Pero Henry terminó su frase de manera muy diferente, diciendo: «…puede beneficiarse con su ejemplo».
Dicho de otro modo, de las lecciones de la historia Jorge III podía aprender a no ser un tirano, en cuyo caso podía gobernar con el amor de su pueblo. Henry terminó irónicamente: «Si esto es traición, sacad el mayor provecho de ello», y salió de la sala.
La Casa de los Burgesses no aprobó las resoluciones, pero se publicaron en los periódicos para que todos las viesen.

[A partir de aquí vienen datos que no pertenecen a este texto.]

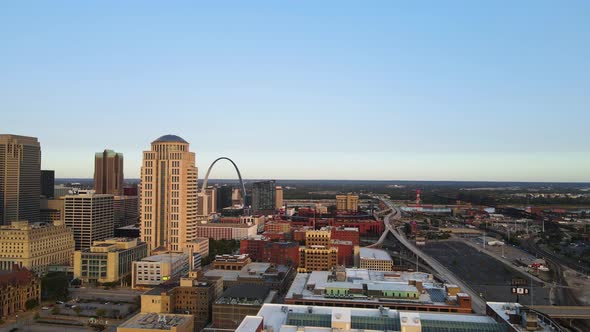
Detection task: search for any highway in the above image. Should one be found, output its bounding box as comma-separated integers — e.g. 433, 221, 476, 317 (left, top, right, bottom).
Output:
377, 198, 486, 314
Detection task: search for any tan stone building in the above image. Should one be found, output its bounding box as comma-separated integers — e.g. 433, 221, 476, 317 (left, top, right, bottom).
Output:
141, 278, 223, 331
297, 246, 338, 272
0, 135, 41, 225
0, 221, 74, 275
64, 190, 115, 250
39, 198, 65, 223
74, 238, 147, 283
94, 150, 123, 195
117, 312, 194, 332
336, 193, 359, 212
140, 135, 199, 252
0, 266, 41, 318
359, 248, 393, 271
298, 229, 338, 272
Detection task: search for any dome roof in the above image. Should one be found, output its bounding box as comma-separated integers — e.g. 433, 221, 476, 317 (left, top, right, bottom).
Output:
152, 135, 188, 144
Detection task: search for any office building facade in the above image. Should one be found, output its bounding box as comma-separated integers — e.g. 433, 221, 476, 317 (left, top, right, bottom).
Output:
94, 150, 123, 195
0, 221, 74, 275
0, 135, 41, 225
41, 170, 55, 198
140, 135, 199, 252
64, 191, 115, 250
74, 238, 147, 283
0, 266, 41, 320
252, 180, 277, 214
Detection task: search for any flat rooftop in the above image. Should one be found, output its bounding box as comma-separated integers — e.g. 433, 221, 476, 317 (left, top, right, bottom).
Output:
285, 269, 454, 306
359, 247, 392, 261
119, 313, 193, 330
139, 252, 186, 262
236, 303, 504, 332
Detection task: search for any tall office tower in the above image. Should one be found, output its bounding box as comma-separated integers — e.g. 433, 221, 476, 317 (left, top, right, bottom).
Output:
275, 186, 283, 210
205, 187, 217, 213
64, 190, 115, 250
252, 180, 277, 214
0, 134, 41, 225
94, 150, 123, 195
41, 170, 55, 198
336, 193, 359, 212
140, 135, 199, 252
215, 185, 233, 212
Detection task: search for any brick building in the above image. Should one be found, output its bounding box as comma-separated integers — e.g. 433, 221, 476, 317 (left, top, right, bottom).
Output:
0, 265, 41, 318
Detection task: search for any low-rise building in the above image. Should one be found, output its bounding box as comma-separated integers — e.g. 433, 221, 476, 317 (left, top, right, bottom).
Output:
213, 285, 277, 329
359, 247, 393, 271
298, 246, 338, 272
0, 221, 74, 275
205, 263, 294, 293
197, 223, 258, 240
131, 253, 190, 288
117, 312, 194, 332
235, 303, 506, 332
0, 265, 41, 318
285, 267, 471, 313
141, 278, 222, 331
74, 238, 147, 283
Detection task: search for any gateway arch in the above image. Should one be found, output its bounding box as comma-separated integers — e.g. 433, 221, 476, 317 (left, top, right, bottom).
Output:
201, 157, 246, 208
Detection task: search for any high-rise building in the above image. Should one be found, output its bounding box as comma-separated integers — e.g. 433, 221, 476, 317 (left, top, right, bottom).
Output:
64, 190, 115, 250
336, 193, 359, 212
275, 186, 283, 210
41, 170, 55, 198
94, 150, 123, 195
215, 185, 233, 212
205, 187, 217, 213
113, 196, 139, 228
252, 180, 277, 214
0, 221, 74, 275
0, 134, 41, 225
140, 135, 199, 252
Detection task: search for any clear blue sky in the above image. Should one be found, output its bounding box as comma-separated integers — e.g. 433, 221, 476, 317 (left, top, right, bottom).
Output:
0, 0, 590, 181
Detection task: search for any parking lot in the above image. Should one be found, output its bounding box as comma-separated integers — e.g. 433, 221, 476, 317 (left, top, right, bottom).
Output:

Ya antes de que la Ley de Timbres entrara en vigencia, los discursos fueron traducidos a la acción. Hubo tumultos en las grandes ciudades; los funcionarios del gobierno fueron colgados en efigie; y todo el que pareciese dispuesto a asumir la tarea de agente de timbres fue amenazado, y en algunos casos recibió una paliza. Antes de que llegase la ocasión de usar legalmente los timbres, todos los agentes americanos renunciaron aterrorizados y se destruyeron grandes cantidades de timbres.
En el otoño de 1765, casi mil comerciantes de Boston, Nueva York y Filadelfia se unieron y organizaron el boicot de productos británicos para castigar aún más a los británicos, hasta reduciendo los derechos de aduana. Los tribunales anunciaron planes para cerrar antes que usar los timbres en documentos legales. Se convirtió en una cuestión de patriotismo el consumir bebidas alcohólicas domésticas, vestidos domésticos y objetos manufacturados domésticos de todo género, aunque no fuesen tan buenos como los que se podía importar.
El furor de América no dejó de tener efecto sobre el Parlamento. Ya desde el comienzo, un quinto de los representantes habían votado contra la Ley de Timbres. Muchos se oponían sinceramente a la política de poner impuestos en las colonias sin su consentimiento y otros hablaban a favor de los americanos como una manera de dejar sentada su oposición al rey.
William Pitt, hostigado por la gota, ya que, en general, tenía mala salud, apoyó vigorosamente la causa americana. Lo mismo Edmund Burke, que iba a convertirse en un parlamentario particularmente renombrado.
Isaac Barré adquirió notoriedad a este respecto, al menos en las colonias americanas. Había nacido en Dublín, Irlanda, y era de ascendencia francesa, pero había luchado lealmente del lado británico contra Francia y había sido herido en la campaña de Quebec.
Al defender a los americanos en el Parlamento, se refirió a ellos, emotivamente, como «hijos de la libertad», y los americanos no lo olvidaron. Una ciudad del noreste de Pensilvania, fundada en 1769, fue llamada Wilkes Barre en su honor y en el de John Wilkes, otro parlamentario opositor a Jorge III. Barre, de Vermont, que fue fundada justamente por aquel entonces, también fue así llamada en su honor.
La furiosa oposición a la Ley de Timbres alentó la aparición de puntos de vista aún más radicales entre los americanos. En Massachusetts, dos hombres, Samuel Adams y John Adams (eran primos segundos), se destacaron.
John Adams, el más joven de los dos (nacido en Quincy, Massachusetts, el 30 de octubre de 1735), era un brillante abogado, de características poco amables y sin ninguna capacidad para hacerse popular. Aunque era un hombre de estricta integridad y rara inteligencia, su vanidad era su rasgo más notable. Escribió eruditos y eficaces artículos contra la Ley de Timbres, pero Sam Adams siguió otro camino.